Why use a software firewall

I've heard alot of rumours that software FW's are really not necesarry if your using a hardware firewall. But is this true ?

So is using a software firewall beneficial and if so why would adding or using a software FW in conjunction to your hardware FW better for you. What protection does a software FW give that a hardware wont.

 

who needs them?


Oh yeah... cause you know... Ive been hacked so many times, I have like, 50,000 viruses (yes, I do check every once in a while), and tons of spyware (I check that too).

Oh wait, Ive never been hacked, and ive never had a virus or any spyware... nevermind.

In fact, we had a thread going on earlier about how long an unprotected computer lasts on the internet. I stuck a Win XP (SP 2, but otherwise unpatched) computer on a DMZ through my router, and even turned off the firewall. I ran etherreal to see what happens. I was fully expecting the computer to go down within minutes. Ran it for 2 days straight. Not a damn thing happened. Not one virus, not one spyware. All I got was a few connections to Microsoft (didn't send any information like I was expecting), and a few attempts to exploit sql, which wasn't installed.

Now, maybe I got lucky, maybe its because Comcast is doing some firewalling themselves, but I would imagine the XP firewall works pretty well.

I'm not saying outbound protection isn't really needed, but something thats not really a big deal (to users). Most people wouldn't be able to tell that was their pin number or whatever.

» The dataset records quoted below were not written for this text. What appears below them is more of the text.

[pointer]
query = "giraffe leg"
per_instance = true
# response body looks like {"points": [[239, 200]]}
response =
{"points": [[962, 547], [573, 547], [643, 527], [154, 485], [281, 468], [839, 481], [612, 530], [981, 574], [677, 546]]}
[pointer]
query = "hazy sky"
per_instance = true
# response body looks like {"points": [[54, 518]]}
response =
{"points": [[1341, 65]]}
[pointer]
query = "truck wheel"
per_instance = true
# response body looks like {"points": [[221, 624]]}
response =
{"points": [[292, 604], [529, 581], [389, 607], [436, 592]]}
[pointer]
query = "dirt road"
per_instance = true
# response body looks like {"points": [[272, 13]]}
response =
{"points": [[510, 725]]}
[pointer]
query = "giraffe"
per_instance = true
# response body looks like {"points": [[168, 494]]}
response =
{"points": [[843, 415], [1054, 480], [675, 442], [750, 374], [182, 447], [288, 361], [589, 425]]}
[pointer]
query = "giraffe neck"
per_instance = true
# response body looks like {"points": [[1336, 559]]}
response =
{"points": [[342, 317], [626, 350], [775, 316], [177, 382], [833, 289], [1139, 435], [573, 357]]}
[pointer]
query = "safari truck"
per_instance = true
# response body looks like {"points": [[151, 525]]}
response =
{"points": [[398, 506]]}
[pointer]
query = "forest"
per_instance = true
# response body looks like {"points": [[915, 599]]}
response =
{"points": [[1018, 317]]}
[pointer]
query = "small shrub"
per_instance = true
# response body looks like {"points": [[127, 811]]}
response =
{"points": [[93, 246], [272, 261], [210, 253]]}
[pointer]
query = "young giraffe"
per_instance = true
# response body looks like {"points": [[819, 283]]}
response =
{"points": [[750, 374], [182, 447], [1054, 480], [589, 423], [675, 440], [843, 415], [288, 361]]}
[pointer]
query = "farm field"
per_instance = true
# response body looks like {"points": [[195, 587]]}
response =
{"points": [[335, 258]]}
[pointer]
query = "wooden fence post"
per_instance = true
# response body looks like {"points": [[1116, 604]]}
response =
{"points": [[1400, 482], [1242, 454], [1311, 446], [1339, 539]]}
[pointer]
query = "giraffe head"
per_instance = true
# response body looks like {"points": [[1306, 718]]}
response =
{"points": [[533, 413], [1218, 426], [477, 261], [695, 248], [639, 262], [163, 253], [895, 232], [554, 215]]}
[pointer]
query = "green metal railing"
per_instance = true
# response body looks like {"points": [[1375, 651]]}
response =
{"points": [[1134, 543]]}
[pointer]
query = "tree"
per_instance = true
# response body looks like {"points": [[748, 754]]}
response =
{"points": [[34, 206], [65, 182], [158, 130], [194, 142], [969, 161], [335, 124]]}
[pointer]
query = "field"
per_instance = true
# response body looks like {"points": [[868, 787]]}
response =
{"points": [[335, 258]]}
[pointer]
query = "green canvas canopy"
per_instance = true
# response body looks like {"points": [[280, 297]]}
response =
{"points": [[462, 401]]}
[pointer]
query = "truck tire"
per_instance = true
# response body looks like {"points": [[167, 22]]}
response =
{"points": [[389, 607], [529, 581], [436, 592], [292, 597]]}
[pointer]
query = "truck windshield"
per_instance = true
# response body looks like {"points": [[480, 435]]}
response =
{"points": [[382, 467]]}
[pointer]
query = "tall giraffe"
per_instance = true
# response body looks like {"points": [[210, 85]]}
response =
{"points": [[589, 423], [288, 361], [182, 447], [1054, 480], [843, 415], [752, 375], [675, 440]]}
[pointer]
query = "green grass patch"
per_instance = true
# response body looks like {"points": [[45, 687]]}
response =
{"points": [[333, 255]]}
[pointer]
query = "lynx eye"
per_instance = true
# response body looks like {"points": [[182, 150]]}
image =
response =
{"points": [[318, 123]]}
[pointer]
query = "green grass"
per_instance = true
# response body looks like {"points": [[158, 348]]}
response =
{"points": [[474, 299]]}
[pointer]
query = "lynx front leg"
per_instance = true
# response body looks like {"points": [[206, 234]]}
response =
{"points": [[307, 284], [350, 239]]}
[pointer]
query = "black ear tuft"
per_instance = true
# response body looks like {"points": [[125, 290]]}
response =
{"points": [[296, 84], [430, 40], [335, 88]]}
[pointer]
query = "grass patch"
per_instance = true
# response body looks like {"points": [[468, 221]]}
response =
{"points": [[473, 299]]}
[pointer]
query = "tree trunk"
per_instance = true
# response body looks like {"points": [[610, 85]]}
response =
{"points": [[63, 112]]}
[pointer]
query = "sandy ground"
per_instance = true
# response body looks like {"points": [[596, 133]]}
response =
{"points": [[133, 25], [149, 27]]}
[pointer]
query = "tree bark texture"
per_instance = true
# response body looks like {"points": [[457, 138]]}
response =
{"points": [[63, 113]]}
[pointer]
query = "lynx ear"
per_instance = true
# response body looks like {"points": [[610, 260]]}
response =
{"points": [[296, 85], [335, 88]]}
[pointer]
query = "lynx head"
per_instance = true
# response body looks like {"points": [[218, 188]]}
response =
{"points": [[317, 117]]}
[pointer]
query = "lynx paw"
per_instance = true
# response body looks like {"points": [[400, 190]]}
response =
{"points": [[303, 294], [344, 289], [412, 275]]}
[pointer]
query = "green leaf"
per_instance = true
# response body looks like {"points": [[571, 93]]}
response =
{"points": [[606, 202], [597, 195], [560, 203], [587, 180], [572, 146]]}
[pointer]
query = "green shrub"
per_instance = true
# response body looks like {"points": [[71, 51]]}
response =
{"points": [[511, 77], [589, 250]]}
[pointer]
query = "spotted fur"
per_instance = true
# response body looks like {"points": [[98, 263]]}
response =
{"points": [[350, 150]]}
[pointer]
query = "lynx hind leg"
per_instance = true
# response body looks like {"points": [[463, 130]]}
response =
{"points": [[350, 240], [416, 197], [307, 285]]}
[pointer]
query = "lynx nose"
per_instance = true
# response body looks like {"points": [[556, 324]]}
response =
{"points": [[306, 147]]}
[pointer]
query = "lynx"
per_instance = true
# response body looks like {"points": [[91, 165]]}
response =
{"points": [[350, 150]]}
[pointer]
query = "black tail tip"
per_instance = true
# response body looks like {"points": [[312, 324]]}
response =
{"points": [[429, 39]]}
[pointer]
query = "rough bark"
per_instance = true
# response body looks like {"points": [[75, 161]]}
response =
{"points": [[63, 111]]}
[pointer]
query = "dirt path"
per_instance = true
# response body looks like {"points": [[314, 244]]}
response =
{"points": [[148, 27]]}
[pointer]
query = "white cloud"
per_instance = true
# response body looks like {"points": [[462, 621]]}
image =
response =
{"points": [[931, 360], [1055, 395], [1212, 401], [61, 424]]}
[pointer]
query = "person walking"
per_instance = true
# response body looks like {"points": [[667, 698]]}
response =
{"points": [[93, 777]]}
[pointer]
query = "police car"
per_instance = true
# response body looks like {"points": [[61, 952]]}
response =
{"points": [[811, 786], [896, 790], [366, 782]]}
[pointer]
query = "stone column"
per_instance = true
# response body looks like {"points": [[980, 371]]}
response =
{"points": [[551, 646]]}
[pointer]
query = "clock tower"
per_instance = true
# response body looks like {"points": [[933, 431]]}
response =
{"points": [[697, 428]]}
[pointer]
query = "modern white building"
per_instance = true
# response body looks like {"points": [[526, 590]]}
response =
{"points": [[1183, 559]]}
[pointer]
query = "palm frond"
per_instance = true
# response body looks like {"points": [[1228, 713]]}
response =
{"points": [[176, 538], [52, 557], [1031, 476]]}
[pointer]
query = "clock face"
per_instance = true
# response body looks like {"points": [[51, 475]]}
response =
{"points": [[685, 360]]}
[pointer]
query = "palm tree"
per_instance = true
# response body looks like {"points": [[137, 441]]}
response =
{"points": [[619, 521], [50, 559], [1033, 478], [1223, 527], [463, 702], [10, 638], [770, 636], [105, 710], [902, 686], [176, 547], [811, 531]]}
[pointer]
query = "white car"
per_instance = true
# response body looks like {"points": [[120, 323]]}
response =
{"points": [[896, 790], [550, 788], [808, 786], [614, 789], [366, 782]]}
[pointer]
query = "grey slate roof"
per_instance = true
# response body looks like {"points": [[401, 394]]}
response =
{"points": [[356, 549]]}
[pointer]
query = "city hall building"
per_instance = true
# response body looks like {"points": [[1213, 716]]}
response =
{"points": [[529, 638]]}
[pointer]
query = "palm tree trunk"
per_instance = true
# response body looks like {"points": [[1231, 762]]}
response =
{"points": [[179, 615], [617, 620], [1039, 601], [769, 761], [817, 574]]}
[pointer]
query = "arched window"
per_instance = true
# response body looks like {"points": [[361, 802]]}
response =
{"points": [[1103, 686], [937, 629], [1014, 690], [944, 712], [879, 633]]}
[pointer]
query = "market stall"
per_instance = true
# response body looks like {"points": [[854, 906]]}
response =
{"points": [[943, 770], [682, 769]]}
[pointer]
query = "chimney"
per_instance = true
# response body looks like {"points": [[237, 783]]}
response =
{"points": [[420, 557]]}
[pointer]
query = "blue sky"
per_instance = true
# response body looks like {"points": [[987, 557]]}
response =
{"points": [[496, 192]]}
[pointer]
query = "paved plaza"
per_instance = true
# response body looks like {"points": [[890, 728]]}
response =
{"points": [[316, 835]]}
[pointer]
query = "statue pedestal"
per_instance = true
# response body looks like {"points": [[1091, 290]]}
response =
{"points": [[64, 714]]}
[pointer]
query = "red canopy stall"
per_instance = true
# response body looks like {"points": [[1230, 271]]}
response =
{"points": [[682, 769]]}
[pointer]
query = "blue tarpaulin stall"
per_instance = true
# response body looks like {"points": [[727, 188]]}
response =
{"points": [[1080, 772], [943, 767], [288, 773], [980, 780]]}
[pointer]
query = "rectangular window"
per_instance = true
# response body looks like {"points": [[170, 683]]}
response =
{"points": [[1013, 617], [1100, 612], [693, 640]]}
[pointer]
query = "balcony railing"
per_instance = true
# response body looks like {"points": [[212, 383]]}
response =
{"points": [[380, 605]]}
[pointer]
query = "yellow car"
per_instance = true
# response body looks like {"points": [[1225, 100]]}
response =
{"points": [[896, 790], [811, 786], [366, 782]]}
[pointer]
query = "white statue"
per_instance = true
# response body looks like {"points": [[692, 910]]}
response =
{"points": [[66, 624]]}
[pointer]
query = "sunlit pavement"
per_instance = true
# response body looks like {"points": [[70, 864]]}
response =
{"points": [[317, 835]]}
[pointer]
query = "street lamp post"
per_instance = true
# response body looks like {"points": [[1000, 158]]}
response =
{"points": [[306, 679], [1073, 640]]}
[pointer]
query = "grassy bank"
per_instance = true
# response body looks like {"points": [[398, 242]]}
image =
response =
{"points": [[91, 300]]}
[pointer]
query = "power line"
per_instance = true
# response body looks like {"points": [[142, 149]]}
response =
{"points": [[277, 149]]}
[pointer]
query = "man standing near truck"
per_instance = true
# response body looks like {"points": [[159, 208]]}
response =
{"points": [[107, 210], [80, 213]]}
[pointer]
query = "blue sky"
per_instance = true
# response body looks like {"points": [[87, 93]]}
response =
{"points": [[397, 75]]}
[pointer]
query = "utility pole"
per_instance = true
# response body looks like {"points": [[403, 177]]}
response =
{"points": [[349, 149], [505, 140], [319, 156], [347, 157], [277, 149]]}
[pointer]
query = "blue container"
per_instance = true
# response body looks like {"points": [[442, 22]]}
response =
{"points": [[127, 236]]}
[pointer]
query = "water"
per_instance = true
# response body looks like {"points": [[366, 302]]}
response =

Microsoft is probably working on a way to make it to where default their firewall only filters incoming like it does now. Its great that they are making it with outbound protection next, but I would be willing to bet that it won't be enabled by default. They have to think of the lowest common denominator when they design an OS.

Other "walls"
I mean, do you honestly trust some application that integrates into your system at such a level (read: security issue). Are you monitoring that application? Is it blocked from the Internet? Why do I need some 3rd party application to protect me? You know what a user is going to do with that app? Nothing, because they don't know what its saying. So what good is it? Why do you need an app that intercepts everything in the system, when you should be educated enough to not need that kind of protection (because you know what it is saying)? Whats to keep it from collecting information about your system and phoning home without telling you? And honestly, I havn't seen a virus or spyware I couldn't get rid of without reformatting (and I doubt I ever will).

That is the fundamental problem, you can have all the protection in the world, but as soon as it asks a user what to do, all that protection is useless unless they just happen (or know) to click on the right button. I would be willing to bet this is one reason why the XP firewall is transparent to the user.

Anyway, to summarize, the Windows XP firewall works just fine for users. No, the current one doesn't filter outgoing, but until the user installs something they shouldn't have (therefore wouldn't know what to press if a firewall came up and asked them to allow it or not), it is fine.